Solved – Setting Leaf Node’s Minimum Sample Value for Random Forest / Decision Trees

cartmachine learningrandom forest

I have seen a few useful examples on the SKlearn documentation page where in some situations, over-fitting can be handled to a reasonable extent by making sure that the splits leave each node with at least a certain number of samples/observations.

I'm assuming other software packages, like R, have this feature too, I don't really mind which implementation the answer comes from, because I'm asking more from the theoretical perspective. But for the sake of illustration, let's just use Python's syntax for a moment:

DecisionTreeClassifier(min_samples_leaf=5)

If we omit the min_samples_leaf argument, it will default to 1, and that means the decision tree/random forest will only need 1 observation to justify a split — which does seem somewhat prone to overfitting.

My Question is: How can we decide what the min_samples_leaf argument for the general case should be? If we have a very large dataset, wouldn't 1 or even 5 be too small? Specifically, what formula might that entail; would we make it proportional to n (total observations) or some other heuristic?

Best Answer

If you look at other packages, say "ranger", it gives the following:

enter image description here

Other packages have guidelines of this sort.

I like to think of it as "what is the minimum sufficient samples for the error to be below "x".

If I have binomial data, I like to look at the 95th percentile CI given samples. To get above 50/50, that is to have enough binomial samples all of one state to get a decent chance that your lower 95% CI is above 50/50 you need how many? It is a textbook question. Here is a place to explore it: link.

Error in estimating the mean is a different story for continuous variables. There are various "rules of thumb" thrown around. You have to know the distribution of values, whether it is normal enough, before chanting voodoo. Some say the magic is 35 samples, it is voodoo.

Remember this: There are no "silver bullets".

In science there is no magic. In magic there is no science. Any magic sufficiently analyzed and characterized is indistinguishable from science just as any science that is sufficiently "advanced" (whatever that means) can be indistinguishable from magic.

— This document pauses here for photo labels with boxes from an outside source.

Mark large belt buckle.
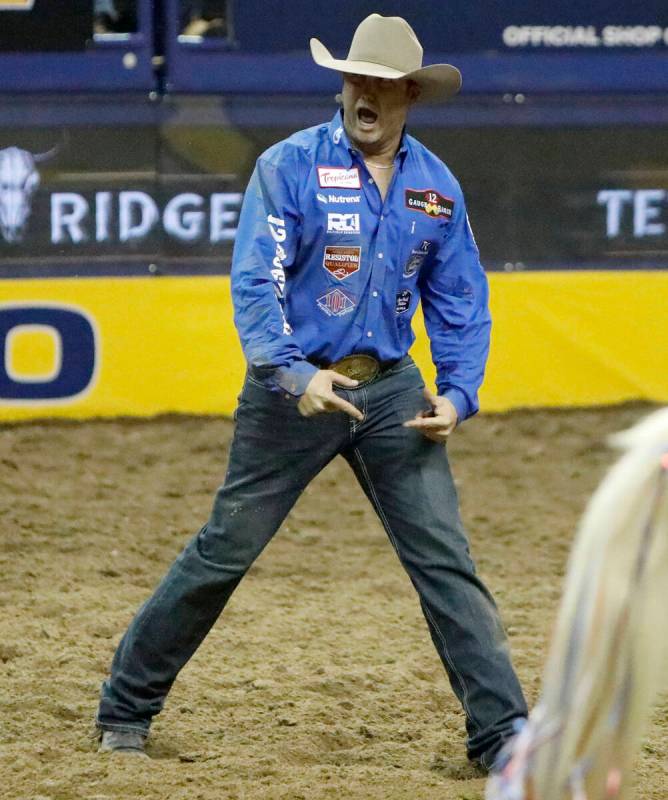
[329,353,380,383]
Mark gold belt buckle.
[329,353,380,383]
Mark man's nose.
[361,75,379,94]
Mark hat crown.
[348,14,423,72]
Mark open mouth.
[357,106,378,127]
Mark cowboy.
[97,9,527,768]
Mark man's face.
[342,73,419,154]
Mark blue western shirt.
[232,111,491,420]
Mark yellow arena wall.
[0,271,668,421]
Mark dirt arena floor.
[0,405,668,800]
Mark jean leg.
[345,370,527,766]
[97,382,349,732]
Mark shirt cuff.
[273,361,318,397]
[442,388,470,425]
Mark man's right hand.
[297,369,364,422]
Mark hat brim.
[310,39,462,103]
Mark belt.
[319,353,401,385]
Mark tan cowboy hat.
[311,14,462,101]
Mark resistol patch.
[404,189,455,219]
[322,244,362,281]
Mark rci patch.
[394,289,413,314]
[403,240,431,278]
[317,288,355,317]
[404,189,455,219]
[322,244,362,281]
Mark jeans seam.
[354,447,481,728]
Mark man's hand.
[297,369,364,422]
[404,388,457,444]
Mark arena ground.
[0,405,668,800]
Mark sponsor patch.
[327,213,360,236]
[317,287,355,317]
[404,189,455,219]
[318,167,362,189]
[316,192,362,204]
[394,289,413,314]
[322,244,362,281]
[403,239,431,278]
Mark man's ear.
[408,81,421,105]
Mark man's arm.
[232,145,363,420]
[232,145,317,397]
[417,187,491,435]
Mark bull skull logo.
[0,147,58,244]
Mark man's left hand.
[404,387,457,444]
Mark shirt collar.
[329,109,409,168]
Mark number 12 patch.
[405,189,455,219]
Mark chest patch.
[317,288,355,317]
[322,244,362,281]
[394,289,413,314]
[404,189,455,219]
[318,167,362,189]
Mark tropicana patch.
[405,189,455,219]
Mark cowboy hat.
[310,14,462,101]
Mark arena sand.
[0,406,668,800]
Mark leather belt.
[322,353,397,385]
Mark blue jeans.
[97,357,527,766]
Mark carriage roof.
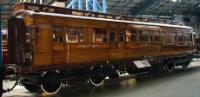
[14,10,194,33]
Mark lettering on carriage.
[78,44,98,48]
[42,7,54,12]
[28,6,40,10]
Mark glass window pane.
[154,32,160,41]
[66,27,84,43]
[95,29,108,43]
[52,26,65,42]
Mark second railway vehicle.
[0,3,195,94]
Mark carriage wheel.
[22,79,39,92]
[89,76,104,87]
[182,60,191,70]
[40,71,62,95]
[89,67,106,87]
[164,63,175,72]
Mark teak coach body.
[3,3,195,94]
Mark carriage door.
[52,25,66,64]
[109,30,125,60]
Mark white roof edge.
[14,10,193,29]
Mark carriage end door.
[52,25,66,65]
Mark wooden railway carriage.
[2,3,195,94]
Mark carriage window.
[190,33,193,41]
[66,27,84,43]
[95,29,108,43]
[139,30,148,41]
[168,32,176,43]
[117,31,125,42]
[53,26,65,42]
[110,32,116,42]
[147,31,154,41]
[183,33,190,41]
[160,32,166,42]
[109,30,125,42]
[126,30,137,42]
[154,32,160,41]
[177,32,183,41]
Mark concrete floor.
[3,59,200,97]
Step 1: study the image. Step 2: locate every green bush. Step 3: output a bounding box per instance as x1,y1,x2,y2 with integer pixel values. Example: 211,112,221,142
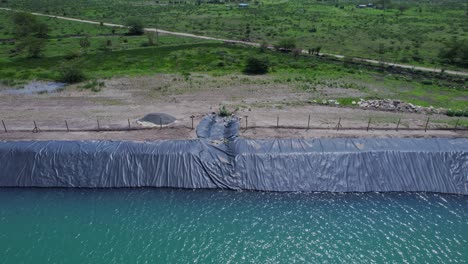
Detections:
219,105,232,117
244,57,269,74
126,17,145,36
60,63,86,83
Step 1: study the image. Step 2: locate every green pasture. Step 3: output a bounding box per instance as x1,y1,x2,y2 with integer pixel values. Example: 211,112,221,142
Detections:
0,0,468,68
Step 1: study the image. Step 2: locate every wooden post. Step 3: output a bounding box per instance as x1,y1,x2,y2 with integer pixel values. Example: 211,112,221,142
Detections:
454,119,460,132
33,121,40,133
424,117,429,132
336,117,343,131
2,120,8,133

If there was infinite data, and infinitely fast computers, then it might be easier to get great fits. We have constraints in both, in the real world.

If I want 1% error per leaf, and I have binomial data and big CPU and decent volume of data, I might have 300 samples per leaf. If I want 1/10k error, then I want 40k samples per leaf.

The problem I am solving, with proper application of statistics, gives the number of samples that I must use.